The coalition government could not change the lives of millions of the poorest people around the world without working with a wide range of talented, inspirational and dedicated charities and NGOs.

The coalition government could not change the lives of millions of the poorest people around the world without working with a wide range of talented, inspirational and dedicated charities and NGOs.

This week I invited representatives of 13 of those organisations (full list below) to sit down with me for the first of, what I hope, will be a series of very useful roundtables focusing on specific issues that are close to all our hearts.

We started on a subject that is my top priority - girls and women.

This year is a once-in-a-lifetime opportunity to make a lasting difference to the lives of women and girls everywhere in the world.

Between the Commission on the Status of Women meeting in New York in March, the work on the post-2015 Millennium Development Goals and the UK Presidency of the G8, the international community has the potential to help bring equality and safety where there is currently exclusion and fear.

But this is only possible if we all work together and push in the same direction.

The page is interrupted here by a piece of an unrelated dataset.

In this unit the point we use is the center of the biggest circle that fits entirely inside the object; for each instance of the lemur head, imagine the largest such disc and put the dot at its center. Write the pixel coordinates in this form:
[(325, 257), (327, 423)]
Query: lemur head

That's why I wanted to bring the NGOs together so they could tell me about their priorities and thoughts on what we should all be doing - together - to transform the lives of women and girls.

It was an opportunity for me to listen to those delivering aid on the ground and hear their ideas and ambitions.

No one can deny the importance of their work - whether it be working to end female genital cutting, providing water and sanitation, the delivery of family planning services or providing for women and girls in humanitarian situations.

But you also can't deny the challenges we face - from the difficulties of reaching vulnerable and remote women directly to persuading those who seek to repress women of the benefits of health and education.

Of course, there will always be competition for resources. What is also true is that there is no magic bullet that will cure all the ills faced by women and girls.

Britain's work on gender equality must - and will - include elements from all these priorities if we are ever going to bring the lasting change we all hope for.